丁度、父上と縁があるし此の人の下で戦いたかったんだが。
……うーん。
常識人過ぎて困る。
「大体な。居ねぇ訳じゃねぇが十やそこらのガキを戦わせたい様な官軍の人間は居ないの! 帰って本でも読んでろ」
「ヤですよ。劉北軍中候みたいに自称清流派の連中に担ぎ上げられるでしょ。このままだと綺麗事を言うテメェに酔ったカスがこびり付いてくる。で身の安全を守ろうと宿主を食い殺す寄生虫に殺されます。一族郎党纏めてね」
「寄生虫ねぇ。虫下しはあるのかよ。此の天下に」
「無いでしょ。特に外戚とか。
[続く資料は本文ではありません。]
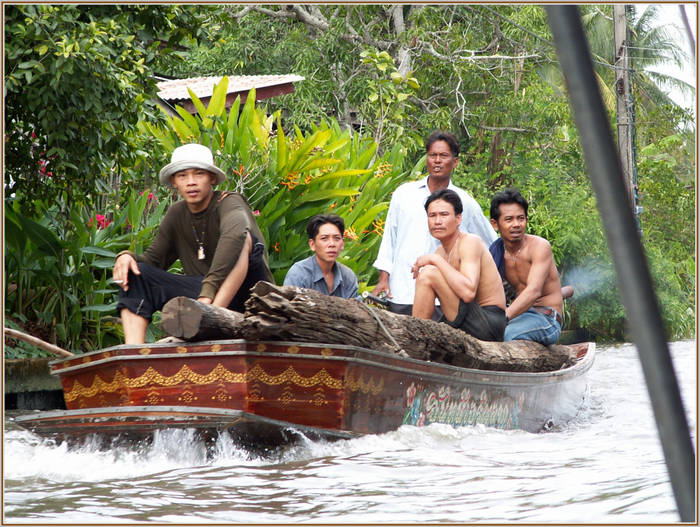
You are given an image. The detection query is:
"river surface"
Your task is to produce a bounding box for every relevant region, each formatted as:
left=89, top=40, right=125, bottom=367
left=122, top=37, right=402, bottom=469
left=3, top=341, right=697, bottom=525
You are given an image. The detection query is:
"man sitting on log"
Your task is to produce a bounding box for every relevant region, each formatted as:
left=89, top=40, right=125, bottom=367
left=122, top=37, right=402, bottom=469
left=113, top=144, right=273, bottom=344
left=489, top=189, right=573, bottom=346
left=284, top=214, right=360, bottom=300
left=411, top=189, right=506, bottom=341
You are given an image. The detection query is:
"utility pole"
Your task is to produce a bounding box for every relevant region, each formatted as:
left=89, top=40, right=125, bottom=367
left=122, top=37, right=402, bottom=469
left=613, top=4, right=641, bottom=229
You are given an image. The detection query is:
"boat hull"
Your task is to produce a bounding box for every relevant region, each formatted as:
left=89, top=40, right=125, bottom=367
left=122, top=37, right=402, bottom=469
left=17, top=340, right=595, bottom=444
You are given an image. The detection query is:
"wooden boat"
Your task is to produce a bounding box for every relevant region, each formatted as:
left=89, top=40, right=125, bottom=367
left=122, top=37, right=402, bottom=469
left=17, top=340, right=595, bottom=448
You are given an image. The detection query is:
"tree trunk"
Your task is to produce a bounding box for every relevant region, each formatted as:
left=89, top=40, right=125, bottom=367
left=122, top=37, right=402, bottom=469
left=162, top=282, right=573, bottom=371
left=160, top=296, right=243, bottom=341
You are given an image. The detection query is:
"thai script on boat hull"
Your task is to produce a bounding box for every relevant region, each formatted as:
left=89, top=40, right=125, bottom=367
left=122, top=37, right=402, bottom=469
left=403, top=383, right=525, bottom=430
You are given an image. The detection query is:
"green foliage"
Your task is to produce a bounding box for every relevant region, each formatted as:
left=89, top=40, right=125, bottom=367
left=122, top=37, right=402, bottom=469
left=149, top=78, right=405, bottom=283
left=5, top=4, right=696, bottom=349
left=5, top=191, right=167, bottom=351
left=4, top=4, right=213, bottom=210
left=360, top=49, right=422, bottom=155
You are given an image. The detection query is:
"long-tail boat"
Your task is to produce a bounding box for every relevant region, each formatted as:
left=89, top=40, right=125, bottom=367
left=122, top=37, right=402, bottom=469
left=16, top=339, right=595, bottom=448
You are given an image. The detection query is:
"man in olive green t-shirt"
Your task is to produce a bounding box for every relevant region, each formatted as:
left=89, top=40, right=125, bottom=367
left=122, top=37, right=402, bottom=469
left=113, top=144, right=274, bottom=344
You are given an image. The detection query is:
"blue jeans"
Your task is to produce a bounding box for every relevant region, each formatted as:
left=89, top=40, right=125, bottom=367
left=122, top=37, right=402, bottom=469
left=503, top=308, right=561, bottom=346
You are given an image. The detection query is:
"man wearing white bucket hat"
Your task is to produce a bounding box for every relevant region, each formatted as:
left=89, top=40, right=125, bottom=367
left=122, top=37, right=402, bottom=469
left=113, top=144, right=274, bottom=344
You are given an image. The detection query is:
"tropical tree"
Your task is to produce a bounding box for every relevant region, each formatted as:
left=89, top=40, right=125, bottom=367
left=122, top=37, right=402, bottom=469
left=4, top=4, right=221, bottom=212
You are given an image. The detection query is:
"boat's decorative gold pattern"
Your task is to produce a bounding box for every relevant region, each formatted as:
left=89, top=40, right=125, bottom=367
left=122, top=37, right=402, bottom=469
left=65, top=363, right=344, bottom=402
left=313, top=386, right=328, bottom=406
left=345, top=373, right=384, bottom=395
left=177, top=390, right=197, bottom=404
left=211, top=385, right=231, bottom=403
left=144, top=390, right=163, bottom=406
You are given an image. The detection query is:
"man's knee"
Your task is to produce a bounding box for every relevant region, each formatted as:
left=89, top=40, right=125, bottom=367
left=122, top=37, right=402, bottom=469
left=416, top=265, right=440, bottom=287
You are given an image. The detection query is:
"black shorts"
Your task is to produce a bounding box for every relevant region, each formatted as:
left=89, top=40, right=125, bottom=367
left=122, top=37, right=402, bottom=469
left=117, top=243, right=270, bottom=320
left=440, top=298, right=506, bottom=342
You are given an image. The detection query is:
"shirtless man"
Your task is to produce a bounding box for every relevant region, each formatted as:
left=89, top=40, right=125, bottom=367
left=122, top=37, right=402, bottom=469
left=411, top=189, right=506, bottom=341
left=490, top=189, right=562, bottom=346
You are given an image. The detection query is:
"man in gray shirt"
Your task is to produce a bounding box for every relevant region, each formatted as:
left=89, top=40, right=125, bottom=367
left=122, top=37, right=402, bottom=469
left=284, top=214, right=360, bottom=300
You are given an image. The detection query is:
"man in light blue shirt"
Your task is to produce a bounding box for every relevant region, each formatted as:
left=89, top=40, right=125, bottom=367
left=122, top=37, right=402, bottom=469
left=372, top=131, right=497, bottom=315
left=284, top=214, right=360, bottom=300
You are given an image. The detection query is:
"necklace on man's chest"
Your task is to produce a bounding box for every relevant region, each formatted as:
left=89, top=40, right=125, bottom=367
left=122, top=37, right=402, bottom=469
left=506, top=240, right=525, bottom=263
left=191, top=222, right=207, bottom=260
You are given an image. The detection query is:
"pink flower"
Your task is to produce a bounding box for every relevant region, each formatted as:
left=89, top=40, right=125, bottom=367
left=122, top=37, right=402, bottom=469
left=88, top=214, right=110, bottom=230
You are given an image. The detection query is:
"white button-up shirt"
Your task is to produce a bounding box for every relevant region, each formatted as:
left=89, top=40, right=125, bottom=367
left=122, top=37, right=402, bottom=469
left=374, top=177, right=497, bottom=304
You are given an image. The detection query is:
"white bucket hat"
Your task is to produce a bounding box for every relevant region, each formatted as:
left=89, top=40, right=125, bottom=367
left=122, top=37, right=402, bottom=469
left=158, top=143, right=226, bottom=185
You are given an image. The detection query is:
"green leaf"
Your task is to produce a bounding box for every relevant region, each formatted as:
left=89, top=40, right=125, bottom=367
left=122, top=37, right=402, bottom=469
left=80, top=246, right=117, bottom=258
left=206, top=75, right=228, bottom=117
left=297, top=189, right=359, bottom=203
left=277, top=116, right=289, bottom=174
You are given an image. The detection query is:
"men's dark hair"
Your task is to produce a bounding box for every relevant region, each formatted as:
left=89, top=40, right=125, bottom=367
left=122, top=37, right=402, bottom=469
left=425, top=188, right=464, bottom=216
left=491, top=188, right=528, bottom=221
left=425, top=130, right=459, bottom=157
left=306, top=214, right=345, bottom=240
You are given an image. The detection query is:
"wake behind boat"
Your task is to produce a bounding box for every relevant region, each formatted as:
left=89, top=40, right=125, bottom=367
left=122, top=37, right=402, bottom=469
left=17, top=339, right=595, bottom=448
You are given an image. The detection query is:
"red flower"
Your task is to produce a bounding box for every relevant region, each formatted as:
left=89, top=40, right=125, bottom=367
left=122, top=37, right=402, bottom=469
left=88, top=214, right=110, bottom=230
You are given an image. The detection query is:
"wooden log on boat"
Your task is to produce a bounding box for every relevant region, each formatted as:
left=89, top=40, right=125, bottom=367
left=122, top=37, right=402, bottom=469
left=163, top=282, right=575, bottom=371
left=160, top=296, right=243, bottom=341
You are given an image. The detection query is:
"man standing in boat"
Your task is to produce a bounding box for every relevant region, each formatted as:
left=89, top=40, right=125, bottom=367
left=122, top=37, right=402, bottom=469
left=284, top=214, right=360, bottom=300
left=411, top=189, right=506, bottom=341
left=372, top=131, right=496, bottom=315
left=489, top=189, right=563, bottom=346
left=113, top=144, right=273, bottom=344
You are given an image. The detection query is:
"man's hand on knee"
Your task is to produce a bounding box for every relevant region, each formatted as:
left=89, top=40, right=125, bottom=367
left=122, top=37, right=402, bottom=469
left=112, top=254, right=141, bottom=291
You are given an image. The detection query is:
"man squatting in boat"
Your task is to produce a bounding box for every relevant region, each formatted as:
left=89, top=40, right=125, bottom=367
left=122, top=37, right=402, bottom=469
left=113, top=144, right=273, bottom=344
left=372, top=130, right=497, bottom=319
left=411, top=189, right=506, bottom=341
left=489, top=189, right=573, bottom=346
left=284, top=214, right=361, bottom=300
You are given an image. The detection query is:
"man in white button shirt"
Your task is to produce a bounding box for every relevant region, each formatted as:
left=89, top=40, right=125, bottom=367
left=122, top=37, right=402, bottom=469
left=372, top=130, right=497, bottom=315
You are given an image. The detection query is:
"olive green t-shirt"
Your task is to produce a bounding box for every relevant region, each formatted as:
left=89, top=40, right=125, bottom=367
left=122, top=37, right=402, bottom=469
left=124, top=191, right=274, bottom=299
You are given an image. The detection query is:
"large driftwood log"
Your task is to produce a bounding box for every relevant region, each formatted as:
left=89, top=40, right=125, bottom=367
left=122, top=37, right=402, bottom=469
left=161, top=282, right=574, bottom=371
left=242, top=282, right=573, bottom=371
left=160, top=296, right=243, bottom=341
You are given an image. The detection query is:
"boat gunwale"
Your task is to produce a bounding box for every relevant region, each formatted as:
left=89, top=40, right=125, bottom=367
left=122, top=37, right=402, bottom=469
left=14, top=405, right=363, bottom=439
left=49, top=339, right=595, bottom=387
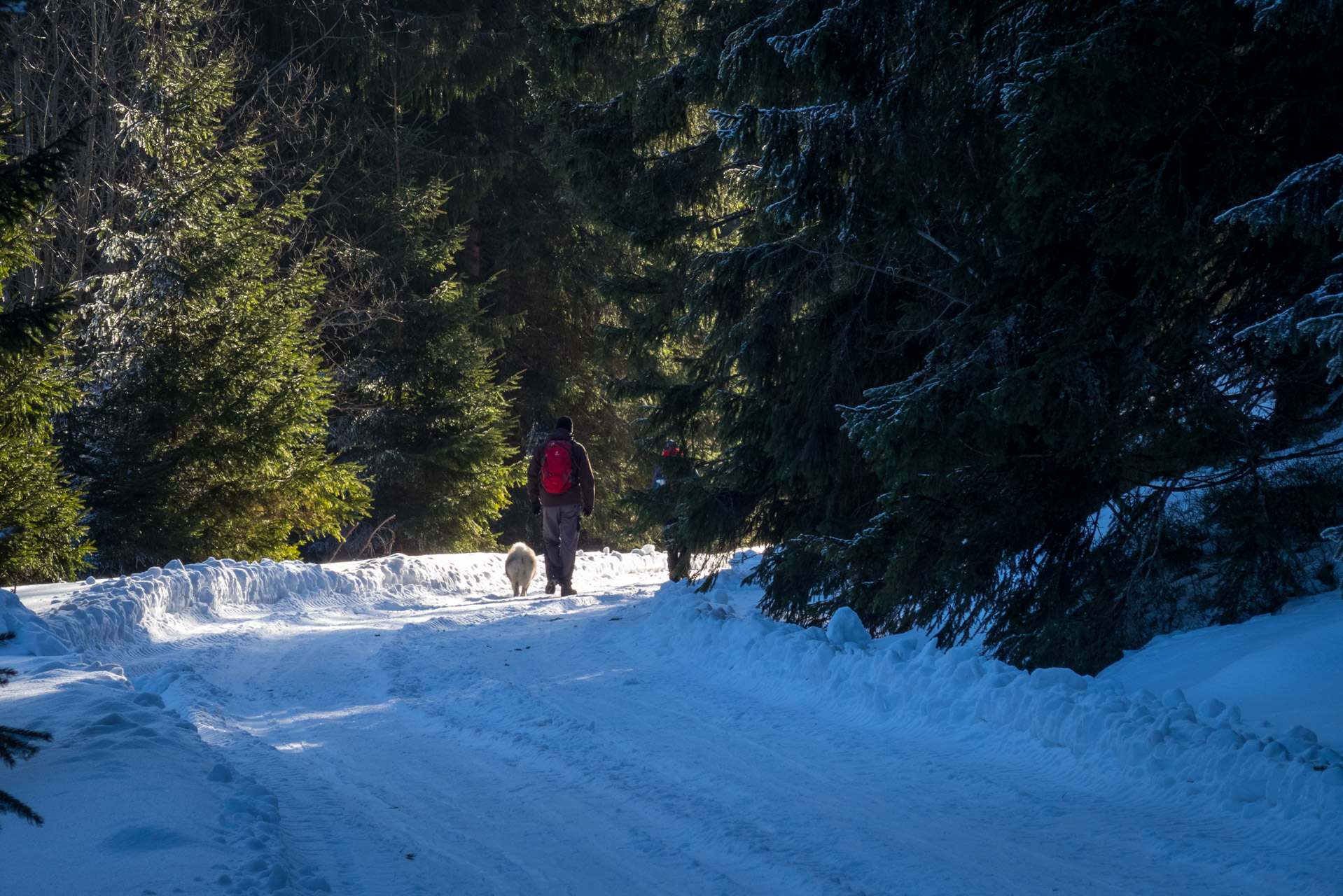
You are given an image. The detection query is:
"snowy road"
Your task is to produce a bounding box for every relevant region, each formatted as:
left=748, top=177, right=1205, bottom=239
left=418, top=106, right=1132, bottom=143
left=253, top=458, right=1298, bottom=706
left=3, top=560, right=1343, bottom=896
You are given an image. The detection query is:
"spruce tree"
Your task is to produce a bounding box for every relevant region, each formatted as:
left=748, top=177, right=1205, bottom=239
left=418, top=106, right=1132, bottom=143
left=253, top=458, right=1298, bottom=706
left=70, top=0, right=368, bottom=571
left=246, top=0, right=651, bottom=556
left=0, top=115, right=91, bottom=586
left=319, top=180, right=521, bottom=557
left=537, top=0, right=1343, bottom=671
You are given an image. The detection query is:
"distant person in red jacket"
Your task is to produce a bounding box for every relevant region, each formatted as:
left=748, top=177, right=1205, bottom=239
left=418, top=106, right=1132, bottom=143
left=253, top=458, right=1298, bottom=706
left=527, top=416, right=597, bottom=596
left=653, top=440, right=698, bottom=582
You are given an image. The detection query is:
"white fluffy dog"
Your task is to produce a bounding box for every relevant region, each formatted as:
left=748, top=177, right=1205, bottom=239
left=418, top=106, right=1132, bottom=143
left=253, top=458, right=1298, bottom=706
left=503, top=541, right=536, bottom=598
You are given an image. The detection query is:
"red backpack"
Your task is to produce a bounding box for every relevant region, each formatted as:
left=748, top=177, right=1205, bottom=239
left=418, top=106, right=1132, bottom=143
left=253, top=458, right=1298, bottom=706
left=541, top=440, right=578, bottom=494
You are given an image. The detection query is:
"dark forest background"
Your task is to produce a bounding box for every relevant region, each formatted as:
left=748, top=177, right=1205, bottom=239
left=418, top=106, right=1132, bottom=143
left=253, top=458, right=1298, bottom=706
left=0, top=0, right=1343, bottom=672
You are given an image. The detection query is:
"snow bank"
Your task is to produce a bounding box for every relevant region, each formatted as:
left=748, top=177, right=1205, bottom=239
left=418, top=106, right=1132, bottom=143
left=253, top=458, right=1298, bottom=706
left=1096, top=591, right=1343, bottom=744
left=648, top=556, right=1343, bottom=818
left=0, top=551, right=664, bottom=655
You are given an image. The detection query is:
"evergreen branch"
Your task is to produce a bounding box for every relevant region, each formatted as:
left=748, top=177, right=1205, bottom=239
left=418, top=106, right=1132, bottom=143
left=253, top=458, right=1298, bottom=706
left=0, top=790, right=46, bottom=827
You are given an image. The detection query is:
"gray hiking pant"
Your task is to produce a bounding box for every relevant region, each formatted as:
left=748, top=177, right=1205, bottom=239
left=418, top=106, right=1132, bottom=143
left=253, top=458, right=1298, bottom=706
left=541, top=504, right=583, bottom=587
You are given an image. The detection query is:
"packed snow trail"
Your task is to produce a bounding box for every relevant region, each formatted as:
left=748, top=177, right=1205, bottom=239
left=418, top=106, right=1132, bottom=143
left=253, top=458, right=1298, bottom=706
left=0, top=555, right=1343, bottom=896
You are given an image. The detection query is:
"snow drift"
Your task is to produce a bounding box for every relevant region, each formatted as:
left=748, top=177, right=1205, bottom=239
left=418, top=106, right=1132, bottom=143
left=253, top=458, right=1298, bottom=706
left=3, top=548, right=664, bottom=655
left=650, top=560, right=1343, bottom=818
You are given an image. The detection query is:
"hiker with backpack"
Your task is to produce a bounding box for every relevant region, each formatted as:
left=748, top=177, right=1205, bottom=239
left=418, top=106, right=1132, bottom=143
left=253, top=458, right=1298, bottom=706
left=527, top=416, right=597, bottom=596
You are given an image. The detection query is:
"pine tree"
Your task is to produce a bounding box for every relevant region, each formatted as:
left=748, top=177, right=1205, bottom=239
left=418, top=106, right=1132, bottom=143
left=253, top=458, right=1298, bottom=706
left=249, top=0, right=651, bottom=547
left=319, top=180, right=521, bottom=557
left=70, top=0, right=368, bottom=571
left=0, top=115, right=91, bottom=584
left=0, top=631, right=51, bottom=825
left=540, top=0, right=1343, bottom=671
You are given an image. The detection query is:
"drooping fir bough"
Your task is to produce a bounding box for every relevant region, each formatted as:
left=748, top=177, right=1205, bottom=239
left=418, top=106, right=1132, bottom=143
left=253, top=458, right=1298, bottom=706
left=0, top=631, right=51, bottom=825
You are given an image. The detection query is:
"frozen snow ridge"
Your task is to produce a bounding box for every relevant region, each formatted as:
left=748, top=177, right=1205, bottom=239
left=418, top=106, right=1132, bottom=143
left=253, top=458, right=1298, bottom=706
left=3, top=545, right=664, bottom=655
left=650, top=561, right=1343, bottom=820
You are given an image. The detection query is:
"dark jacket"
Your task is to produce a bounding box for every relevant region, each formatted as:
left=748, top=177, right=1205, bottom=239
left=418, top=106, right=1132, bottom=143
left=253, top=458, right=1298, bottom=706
left=527, top=430, right=597, bottom=513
どうしようも無いですよ」
うわスゲェ。絵に描いたようなギョッとした顔だ。おもろ。
でも否定しねぇって事は何太后が王美人を毒殺したのはマジか。
それが起こるのもそうだが一都尉が知ってるとか終わってんだろ此の国。
「バッカ!! バカ何だお前。あの、えーと宦官が正しいとでも?」
おお、辛うじて誤魔化したな。
「いや、竿無し供は死ねば良いと思ってますけど? まぁ宦官だからと下に見る気も有りませんが。下らねぇ権力争いに精を出す連中は清流濁流問わずに農奴になれば良い。噂が本当なら大将軍が不憫だ」
ゴメンって兄上殺されて気が立ってるんだって。悶絶しないでよ。エグいな溜息。
「お前さ。ガキの内だけだからな。その直言」
そう言ってから溜息一つボリボリと頭を掻いて。
「劉備は、アレか。バレるな。お前馬に乗ってたよな」
「はい。替え馬も一応。あと劉北軍中候のトコも出来ればですが勘弁願います。あそこ馬射声校尉とか父上の知り合い多いんで。あと袁折衝校尉は、何かヤダ」
「オイ急にガキみてぇな物言いすんな」
「袁家の諍いに巻き込まれるとか死んでも御免です」
「あー。大将軍掾か。うん。まぁ、そだね」
「……注文多くてすいません。なんか」
「ホントそだね。だがまぁ、ホレ。紹介状」
「有難う御座います」
手渡されたソレを受け取れば劉北軍中候の屯騎校尉鮑鴻への物だ。
「お前ホント所作は礼儀正しいよな。悪いが俺が出せるのはソレくらいだ。鮑鴻の野郎は強いが軽々な奴だから気を付けろ。実際無茶やって兵が足りてねぇから紛れ込ませられるのはそこくらいだ。サッサと適当な手柄を立てて子幹殿に認めて貰え」
「御礼申し上げます。鄒校尉」
「死ぬんじゃねーぞ」
良いオッサンだよなぁマジで。
「御安心下さい。俺ですから」
「どっから来るんだかその自信。って言えたら良いのに。だがホント気を付けろよ」
「確と。それでは改めて失礼致します」
拱手をして拱手を返され一礼し天幕を出る。
「さて、ブチ殺すか。仇」
盧植・子幹(?〜192年)
父親。劉備の先生。
盧延・子長(169〜184年)
ほぼオリキャラ。黄巾の乱との戦いで広宗包囲の初戦、張梁軍の雲梯設置妨害を防ごうとして流れ矢に当たって死んだ。とても良い兄だった。
盧繁・子昌(175〜?年)
主人公。ほぼオリキャラ。タイムスリップだか転生だかした。
盧毓・子家(183〜257年)
実在の弟。
宗員・仲喜
字は適当。仲の字が使いたくてノリで次男にした。盧植の副官で護烏桓校尉。烏桓鮮卑の監視を担う役職。
鄒靖・鎮定
字は適当。靖めると鎮で合わせて黄巾の乱で義勇軍率いてっぽいから鎮定にした。劉備の上司の都尉。